Literature professor Geoffrey Morley-Mower (JMU) spent 31 years as a pilot in the Royal Air Force, serving in India, the Middle East, Gibraltar, Northern Ireland and Cyprus. Morley-Mower talks about his adventures in his book Flying Blind, where he describes flying as an "intoxicating and dangerous freedom to move through the blue air in three directions at once." When World War II broke out in Europe in September 1939, he was stationed in India where the British continued to live in splendor, waited upon by armies of servants, as if nothing had happened.
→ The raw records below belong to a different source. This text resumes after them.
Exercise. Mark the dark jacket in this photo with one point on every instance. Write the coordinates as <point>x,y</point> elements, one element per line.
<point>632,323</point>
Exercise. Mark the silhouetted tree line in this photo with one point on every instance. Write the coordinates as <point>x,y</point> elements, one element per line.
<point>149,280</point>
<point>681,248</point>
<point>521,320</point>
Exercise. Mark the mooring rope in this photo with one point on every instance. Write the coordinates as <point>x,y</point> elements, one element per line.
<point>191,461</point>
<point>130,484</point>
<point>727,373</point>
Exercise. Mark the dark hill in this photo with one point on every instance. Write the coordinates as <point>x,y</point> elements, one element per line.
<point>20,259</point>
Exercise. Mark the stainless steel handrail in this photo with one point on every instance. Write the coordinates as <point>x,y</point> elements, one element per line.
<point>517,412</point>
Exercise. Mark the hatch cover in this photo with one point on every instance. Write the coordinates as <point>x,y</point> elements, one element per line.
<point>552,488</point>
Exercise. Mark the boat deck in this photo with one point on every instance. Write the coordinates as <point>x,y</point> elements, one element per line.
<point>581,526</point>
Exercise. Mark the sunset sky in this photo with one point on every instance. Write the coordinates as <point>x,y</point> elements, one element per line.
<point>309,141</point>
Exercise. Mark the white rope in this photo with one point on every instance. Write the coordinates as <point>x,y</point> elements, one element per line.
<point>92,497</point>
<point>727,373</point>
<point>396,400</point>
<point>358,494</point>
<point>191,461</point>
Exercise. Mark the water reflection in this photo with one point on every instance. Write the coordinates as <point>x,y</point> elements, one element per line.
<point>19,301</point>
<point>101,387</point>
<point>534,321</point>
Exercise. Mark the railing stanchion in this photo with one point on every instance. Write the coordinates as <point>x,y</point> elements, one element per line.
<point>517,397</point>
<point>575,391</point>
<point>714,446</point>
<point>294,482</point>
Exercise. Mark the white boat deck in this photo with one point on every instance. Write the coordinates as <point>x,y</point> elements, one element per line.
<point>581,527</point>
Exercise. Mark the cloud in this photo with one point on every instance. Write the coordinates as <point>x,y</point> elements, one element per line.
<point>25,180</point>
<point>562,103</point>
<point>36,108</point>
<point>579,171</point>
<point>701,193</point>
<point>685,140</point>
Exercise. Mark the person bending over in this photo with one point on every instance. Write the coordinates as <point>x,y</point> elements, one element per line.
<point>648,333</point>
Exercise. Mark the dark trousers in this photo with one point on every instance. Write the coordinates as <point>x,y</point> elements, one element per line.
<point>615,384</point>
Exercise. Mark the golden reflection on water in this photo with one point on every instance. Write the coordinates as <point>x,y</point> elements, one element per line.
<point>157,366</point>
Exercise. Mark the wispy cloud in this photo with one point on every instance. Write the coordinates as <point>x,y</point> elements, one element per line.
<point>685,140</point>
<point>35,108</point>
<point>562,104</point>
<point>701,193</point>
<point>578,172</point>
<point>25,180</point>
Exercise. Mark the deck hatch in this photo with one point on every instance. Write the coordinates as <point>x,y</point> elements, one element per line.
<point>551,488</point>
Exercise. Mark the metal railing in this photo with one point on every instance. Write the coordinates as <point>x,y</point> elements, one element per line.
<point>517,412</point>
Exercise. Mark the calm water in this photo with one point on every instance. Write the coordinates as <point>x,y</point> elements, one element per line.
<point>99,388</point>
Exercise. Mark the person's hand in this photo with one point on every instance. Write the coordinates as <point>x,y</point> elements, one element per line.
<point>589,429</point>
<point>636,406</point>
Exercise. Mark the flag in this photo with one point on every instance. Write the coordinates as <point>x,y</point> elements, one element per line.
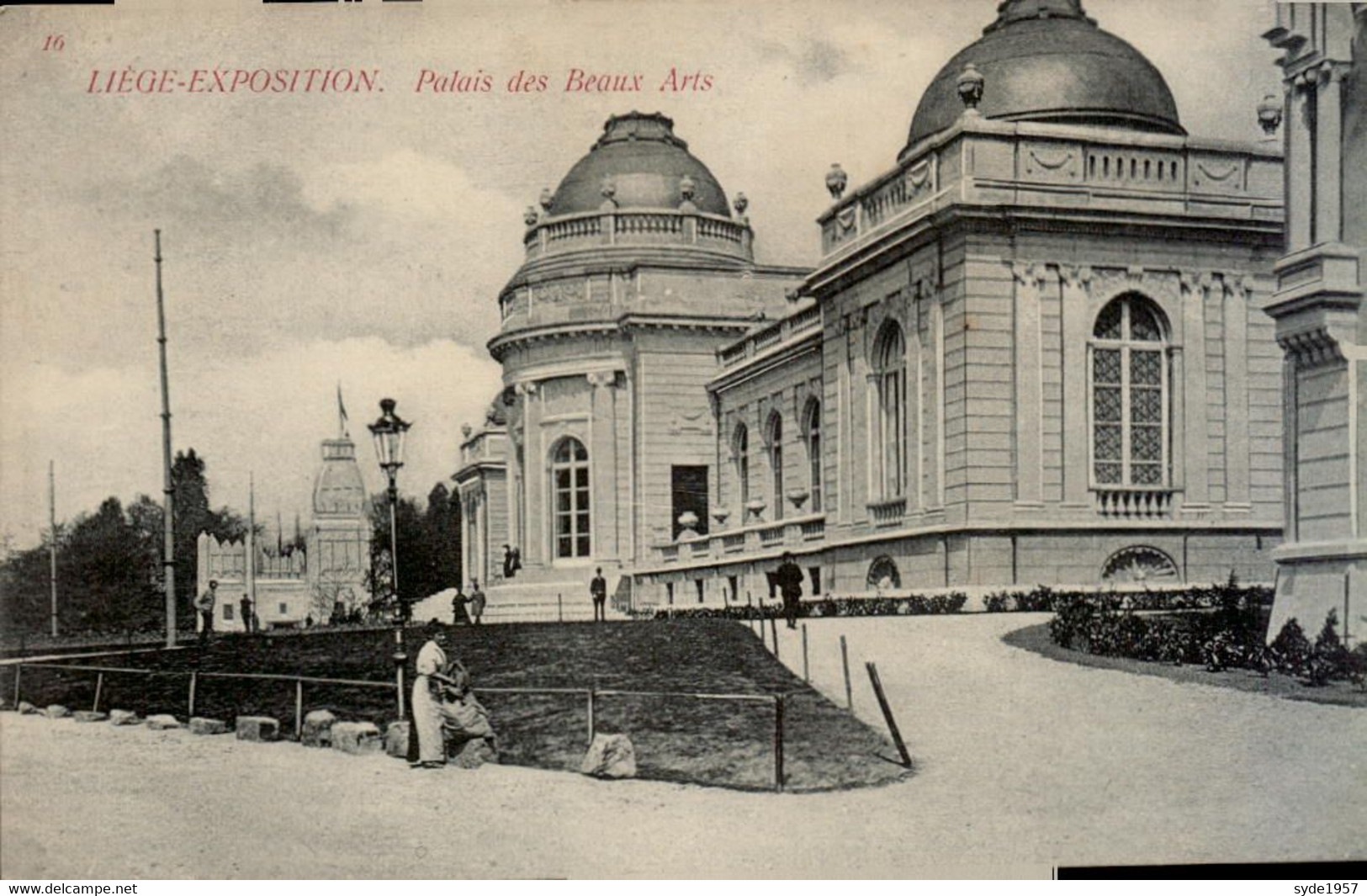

Morley-Mower found himself flying biplanes of ancient vintage over the most exotic frontier in the world, keeping order among tribes that had not changed since the invasion of India by Mahmud of Ghazni in the Middle Ages.


 

Fourth Week (Feb. 24 - March 2)
A Different Harvest

As tobacco quickly loses its cash crop status in Virginia, some are suggesting that others of the state's native plants may rise to replace it. Ginseng, goldenseal and black cohosh are fetching high prices domestically and abroad because of their perceived medicinal qualities. Alternative agriculture specialist Andy Hankins (VSU) and forest products marketing expert Tom Hammett (VT) discuss the harvest of "sang" and other medicinal herbs. Also featured: "Alien Earthworms." Recent research by an earthworm ecologist suggests that we could tear up half the soil in North America and rarely find one that is of North American descent. Michael Lachance (VT) and Kelly Slocum, an expert on earthworm composting, discuss the evolutionary history of the creatures Aristotle dubbed "the intestines of the soil."